WONDERFUL CHARACTERS!!
WONDERDROUS BOOK!!!
HIGHLY RECOMMEND Follow The Crow!!!
Wonderful, has the author more? Hate for it to end.
First of a trio by Griffith, under the title of The Vanished Series, Follow the Crow is something I have wanted to read for over a year but got in too deep with Netgalley reviews to follow up on it. And it was worth the wait – this is an excellent story, told very well, a family story taking place in northwestern New Mexico, in the Chaco Flats, Farmington, Gallup, Albuquerque, and the small village of Chaco located on the Navajo Reservation.

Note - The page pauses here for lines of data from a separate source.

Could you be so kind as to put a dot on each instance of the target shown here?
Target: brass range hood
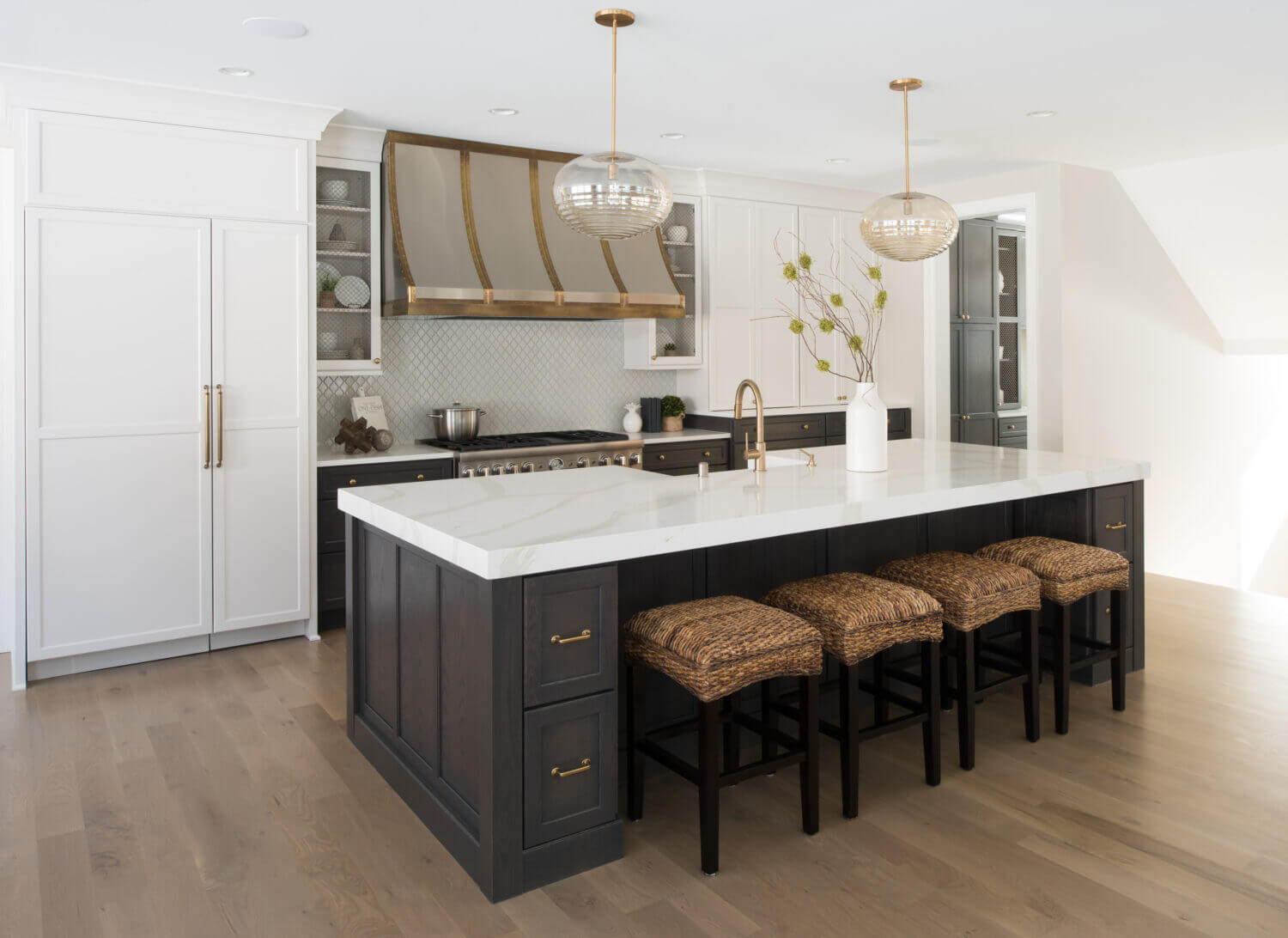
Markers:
(471, 231)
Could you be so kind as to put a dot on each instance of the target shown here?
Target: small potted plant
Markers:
(326, 289)
(672, 412)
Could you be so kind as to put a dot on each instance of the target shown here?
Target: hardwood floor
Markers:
(218, 795)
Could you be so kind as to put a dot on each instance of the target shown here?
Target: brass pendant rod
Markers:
(907, 169)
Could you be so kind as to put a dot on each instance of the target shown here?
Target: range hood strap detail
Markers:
(666, 260)
(613, 271)
(471, 232)
(397, 224)
(535, 186)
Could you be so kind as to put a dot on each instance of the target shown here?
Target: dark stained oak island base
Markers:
(491, 706)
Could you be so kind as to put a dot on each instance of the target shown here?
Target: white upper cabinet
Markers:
(106, 162)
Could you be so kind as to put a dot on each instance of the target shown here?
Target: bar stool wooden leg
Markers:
(634, 731)
(1032, 665)
(881, 685)
(850, 740)
(769, 716)
(708, 785)
(731, 734)
(929, 700)
(1060, 667)
(966, 700)
(809, 768)
(1118, 639)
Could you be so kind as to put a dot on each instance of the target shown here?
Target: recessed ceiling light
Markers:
(272, 27)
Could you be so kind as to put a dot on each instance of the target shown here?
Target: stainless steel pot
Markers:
(456, 423)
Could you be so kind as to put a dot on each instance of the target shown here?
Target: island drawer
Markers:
(569, 767)
(569, 634)
(687, 455)
(381, 474)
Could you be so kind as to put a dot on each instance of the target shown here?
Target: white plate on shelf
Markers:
(352, 291)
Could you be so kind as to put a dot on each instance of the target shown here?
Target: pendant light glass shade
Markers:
(908, 226)
(612, 195)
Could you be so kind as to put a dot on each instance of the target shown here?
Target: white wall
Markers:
(1220, 219)
(1145, 376)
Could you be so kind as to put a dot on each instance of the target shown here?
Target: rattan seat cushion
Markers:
(716, 646)
(860, 615)
(1068, 571)
(973, 590)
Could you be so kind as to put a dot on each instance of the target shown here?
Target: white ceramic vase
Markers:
(866, 430)
(633, 422)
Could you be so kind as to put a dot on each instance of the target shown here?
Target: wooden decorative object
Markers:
(353, 435)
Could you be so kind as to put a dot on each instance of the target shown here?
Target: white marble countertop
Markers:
(399, 453)
(687, 435)
(514, 525)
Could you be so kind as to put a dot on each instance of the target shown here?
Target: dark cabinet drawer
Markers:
(381, 474)
(569, 768)
(331, 582)
(569, 634)
(1112, 518)
(687, 455)
(1007, 427)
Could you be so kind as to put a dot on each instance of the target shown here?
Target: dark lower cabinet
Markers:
(331, 521)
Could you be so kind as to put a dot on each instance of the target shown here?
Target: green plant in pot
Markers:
(672, 412)
(326, 289)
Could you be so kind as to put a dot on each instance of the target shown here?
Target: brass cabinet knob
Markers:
(563, 773)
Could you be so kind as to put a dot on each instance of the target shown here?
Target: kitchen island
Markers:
(482, 613)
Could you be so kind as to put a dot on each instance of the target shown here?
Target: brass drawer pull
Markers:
(563, 773)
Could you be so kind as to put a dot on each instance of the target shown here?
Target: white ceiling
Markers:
(773, 93)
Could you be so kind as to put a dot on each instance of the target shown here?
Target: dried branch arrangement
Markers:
(835, 307)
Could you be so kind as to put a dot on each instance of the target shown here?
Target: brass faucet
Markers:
(756, 454)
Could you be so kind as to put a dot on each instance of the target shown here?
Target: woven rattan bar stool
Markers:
(975, 592)
(860, 618)
(1069, 572)
(713, 649)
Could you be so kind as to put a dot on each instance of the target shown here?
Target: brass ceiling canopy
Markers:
(908, 226)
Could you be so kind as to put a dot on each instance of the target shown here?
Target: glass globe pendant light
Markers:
(908, 226)
(612, 195)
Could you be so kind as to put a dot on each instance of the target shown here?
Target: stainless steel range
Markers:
(533, 453)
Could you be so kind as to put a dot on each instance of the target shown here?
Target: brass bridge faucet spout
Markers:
(757, 453)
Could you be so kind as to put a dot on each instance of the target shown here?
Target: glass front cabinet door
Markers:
(674, 343)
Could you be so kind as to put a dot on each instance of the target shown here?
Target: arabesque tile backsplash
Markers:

There are several memorable characters who carry over in the series. Carolyn Adams is an oncology nurse at the main hospital in Alberquerque, working on the Intensive Care Unit for cancer patients, which is separate from the main ICU. Dr. Owen Bennet also works with cancer patients at the Alberquerque hospital. Both also donate time to the Chaco Health Center on the reservation. The other constant throughout the series is The Walker. The Walker is a changing personality, an escort, one you will learn to appreciate as things roll along. And, of course, the crows.
‘Follow the Crow’ involves the Navajo Dejooli family. Ana was Ben’s little sister, born with heart issues, a youngster who disappeared several years ago from the Albuquerque hospital ICU while a family friend, Ben’s best friend, was sitting with her during their extensive death watch. No one ever found out what happened to her body. Ana was a fey child, always happy, a girl who lived in her imagination and was loved by everyone who knew her. Ben has never gotten past the fact that they were not able to say goodbye to Ana as custom dictated. There is a Navajo ritual that separates the living from the dead that helps to accept the loss of a loved one. They were denied that closure, and it still hurts.
Ben lives in the family home with his grandmother and his father. His mother left them after Ana disappeared, herself disappearing into the wide world. Reservation housing is for the most part simple. Several generations of the Dejooli family have resided there, and it is small but comfortable and truly ‘home’ to them all.
And now Ben, a Navajo policeman in his thirties, gets knocked unconscious on the job. Transported to Albuquerque hospital before he regains consciousness, he can’t wait to escape and hastily promises his nurse, Carolyn Adams, that he will follow up with an MRI as she feels there is an underlying problem. He shouldn’t have passed out, certainly not for as long as he was out. Only ongoing harassment from Carolyn and Dr. Owen Bennet gets him in to have the scans done.
And he has brain tumors that are cancerous, the disease is too involved for surgery to be an option. He can’t stand the idea of the hospital ICU after months of sitting with his sister there, so he eventually talks Dr. Bennet into ordering his chemotherapy administered at his home on the reservation. And Carolyn, who volunteers there, will have to administer it. Though the hospital has offered it in the past, she has never been involved in administering it in anything but the hospital setting. They will have to work it out together. They will work out a lot of things, together.
If you find this story interesting, Google Chaco Canyon, which is south of Chaco Flats. It is a very rare Anasazi Solar and Lunar Observatory that became a gathering place for tribes as far away as southern Mexico and California. Over 300 ruins are preserved. It is a treasure of history right in our backyard.
I loved the world and the atmosphere of the book, and that touch of magic which elevates it to a new dimension.
Follow the Crow is an interesting well-written paranormal thriller. The cultural and mystical aspects of the Navajo are quite interesting and add quite a bit to this story. Definitely worth the read.